Será discutida no fórum até a possibilidade de ele mesmo se transformar em um partido mundial, uma espécie de Quinta Internacional Socialista, na qual poderiam entrar os partidos de esquerda. Uma incógnita será o papel que desempenhará o presidente da Venezuela, Hugo Chávez, que em anos passados teve uma forte presença no fórum de Porto Alegre, inclusive roubando o protagonismo de Lula em algumas ocasiões.

O fantasma da crise econômica mundial dará armas aos movimentos mais antiliberais do fórum para atacar o capitalismo e pedir um maior papel do Estado e dos movimentos sociais. Por último, existe um certo temor de que a chegada de Barack Obama à Casa Branca possa representar um problema a mais para os movimentos sociais da América Latina. O português Sousa teme o crescimento do paramilitarismo, pois, segundo ele, os EUA já estão presentes na Colômbia, Bolívia, Equador e Venezuela.

Entre 20 mil e 30 mil pessoas participarão esta semana do Fórum Social. Seus fundadores consideram que depois da época neoliberal triunfante, nos anos 1990, as ideias do fórum avançarão, como demonstra a maior intervenção dos países na economia para frear a crise econômica ou a mobilização para conter a mudança climática e a deterioração ambiental. Mas em dez anos o movimento também começa a se perguntar sobre seu futuro.

"O Fórum Social Mundial tem como primeiro objetivo a necessidade de mudar a cultura política e econômica dominante.
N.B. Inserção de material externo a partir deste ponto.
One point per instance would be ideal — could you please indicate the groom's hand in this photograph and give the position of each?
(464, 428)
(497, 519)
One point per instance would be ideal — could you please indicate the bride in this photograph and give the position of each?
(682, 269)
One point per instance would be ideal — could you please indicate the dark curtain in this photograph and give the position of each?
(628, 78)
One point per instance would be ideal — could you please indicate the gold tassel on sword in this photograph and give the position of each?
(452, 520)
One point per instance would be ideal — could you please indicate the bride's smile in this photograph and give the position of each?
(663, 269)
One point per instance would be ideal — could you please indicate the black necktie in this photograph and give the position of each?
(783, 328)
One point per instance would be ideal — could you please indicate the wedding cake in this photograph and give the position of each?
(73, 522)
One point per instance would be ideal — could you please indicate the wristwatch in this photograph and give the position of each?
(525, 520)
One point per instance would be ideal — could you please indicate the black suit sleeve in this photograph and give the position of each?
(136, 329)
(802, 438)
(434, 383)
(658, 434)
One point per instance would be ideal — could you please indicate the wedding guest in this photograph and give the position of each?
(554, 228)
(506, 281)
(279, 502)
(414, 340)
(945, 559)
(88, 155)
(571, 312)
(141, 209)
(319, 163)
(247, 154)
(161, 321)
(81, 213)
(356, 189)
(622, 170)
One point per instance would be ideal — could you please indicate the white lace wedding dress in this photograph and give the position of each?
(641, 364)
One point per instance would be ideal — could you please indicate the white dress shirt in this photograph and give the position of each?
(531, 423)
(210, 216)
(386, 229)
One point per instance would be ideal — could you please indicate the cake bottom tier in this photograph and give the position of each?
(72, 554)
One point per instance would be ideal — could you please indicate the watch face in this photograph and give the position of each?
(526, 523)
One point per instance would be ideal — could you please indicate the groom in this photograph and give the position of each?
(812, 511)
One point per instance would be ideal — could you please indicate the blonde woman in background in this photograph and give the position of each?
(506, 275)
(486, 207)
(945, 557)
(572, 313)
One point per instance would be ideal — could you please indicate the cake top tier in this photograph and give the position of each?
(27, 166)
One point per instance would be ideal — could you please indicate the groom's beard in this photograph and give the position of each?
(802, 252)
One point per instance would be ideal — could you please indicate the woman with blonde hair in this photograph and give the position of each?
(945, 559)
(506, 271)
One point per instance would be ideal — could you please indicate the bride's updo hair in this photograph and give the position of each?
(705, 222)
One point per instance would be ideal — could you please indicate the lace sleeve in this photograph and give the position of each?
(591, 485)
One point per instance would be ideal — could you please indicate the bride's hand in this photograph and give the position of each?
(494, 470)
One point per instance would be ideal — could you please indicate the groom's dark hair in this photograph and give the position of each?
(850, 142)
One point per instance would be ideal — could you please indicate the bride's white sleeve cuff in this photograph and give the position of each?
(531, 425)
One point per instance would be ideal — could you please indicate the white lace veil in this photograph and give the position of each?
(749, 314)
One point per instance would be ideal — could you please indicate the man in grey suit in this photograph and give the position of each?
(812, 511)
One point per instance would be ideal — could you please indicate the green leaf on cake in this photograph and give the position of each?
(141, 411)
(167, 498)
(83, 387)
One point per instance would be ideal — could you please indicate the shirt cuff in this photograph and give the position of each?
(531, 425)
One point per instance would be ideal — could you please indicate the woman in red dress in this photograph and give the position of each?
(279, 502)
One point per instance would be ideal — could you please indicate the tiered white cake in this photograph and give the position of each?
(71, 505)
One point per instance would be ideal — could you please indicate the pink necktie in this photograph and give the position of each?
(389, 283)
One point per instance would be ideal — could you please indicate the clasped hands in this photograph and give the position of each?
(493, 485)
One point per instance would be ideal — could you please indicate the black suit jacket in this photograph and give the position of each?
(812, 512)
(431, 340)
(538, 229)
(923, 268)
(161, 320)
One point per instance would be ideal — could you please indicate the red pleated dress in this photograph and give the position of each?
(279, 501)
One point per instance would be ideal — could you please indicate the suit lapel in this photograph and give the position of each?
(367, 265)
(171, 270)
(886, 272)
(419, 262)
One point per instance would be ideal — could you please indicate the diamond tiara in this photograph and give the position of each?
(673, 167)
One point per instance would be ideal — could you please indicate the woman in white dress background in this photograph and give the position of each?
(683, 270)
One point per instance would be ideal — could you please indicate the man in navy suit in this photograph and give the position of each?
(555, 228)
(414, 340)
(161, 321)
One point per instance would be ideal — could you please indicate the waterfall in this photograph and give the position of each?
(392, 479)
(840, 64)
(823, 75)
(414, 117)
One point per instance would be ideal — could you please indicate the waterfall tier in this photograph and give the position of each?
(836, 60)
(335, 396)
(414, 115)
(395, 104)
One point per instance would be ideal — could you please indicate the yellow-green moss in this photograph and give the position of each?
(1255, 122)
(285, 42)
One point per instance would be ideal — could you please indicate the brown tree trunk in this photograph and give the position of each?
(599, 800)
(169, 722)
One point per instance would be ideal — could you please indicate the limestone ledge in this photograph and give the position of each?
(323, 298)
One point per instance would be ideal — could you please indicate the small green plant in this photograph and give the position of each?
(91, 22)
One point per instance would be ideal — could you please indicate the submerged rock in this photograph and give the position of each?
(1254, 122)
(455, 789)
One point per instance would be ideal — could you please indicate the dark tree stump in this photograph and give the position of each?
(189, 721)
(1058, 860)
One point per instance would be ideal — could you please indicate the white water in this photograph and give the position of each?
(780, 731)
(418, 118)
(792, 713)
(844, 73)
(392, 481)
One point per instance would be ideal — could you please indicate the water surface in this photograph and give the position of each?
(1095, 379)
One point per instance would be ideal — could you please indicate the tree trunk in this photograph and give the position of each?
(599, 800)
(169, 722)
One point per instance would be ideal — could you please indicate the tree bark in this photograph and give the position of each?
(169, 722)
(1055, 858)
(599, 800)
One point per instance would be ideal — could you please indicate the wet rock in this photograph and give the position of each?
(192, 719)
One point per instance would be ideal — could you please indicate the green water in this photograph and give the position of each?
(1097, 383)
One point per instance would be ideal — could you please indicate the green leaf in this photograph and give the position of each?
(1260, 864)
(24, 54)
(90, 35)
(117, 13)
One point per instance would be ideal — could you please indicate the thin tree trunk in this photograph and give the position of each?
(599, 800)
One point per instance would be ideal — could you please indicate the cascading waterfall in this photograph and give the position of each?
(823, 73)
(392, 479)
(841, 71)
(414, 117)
Enquanto isso, temos de definir que mundo queremos", declarou o brasileiro Cândido Grzybowski, um dos fundadores, à Agência France Presse. Esta edição do fórum "deverá servir para fazer propostas para o futuro do movimento", acrescentou Oded Grajew, outro militante histórico.

"Em 2001 fomos os únicos que dissemos que a globalização não ia melhorar o mundo. Agora temos de desafiar de forma ainda mais contundente a cultura dominante nos mercados", opina a italiana Rafaella Bolini. Outro fundador do fórum, o francês Bernard Cassen, sugeriu um maior envolvimento dos políticos, estratégia criticada por muitos militantes do movimento.

Além de Lula e Chávez, também é possível que participem os presidentes da Bolívia, Evo Morales; Equador, Rafael Correa; e Paraguai, Fernando Lugo.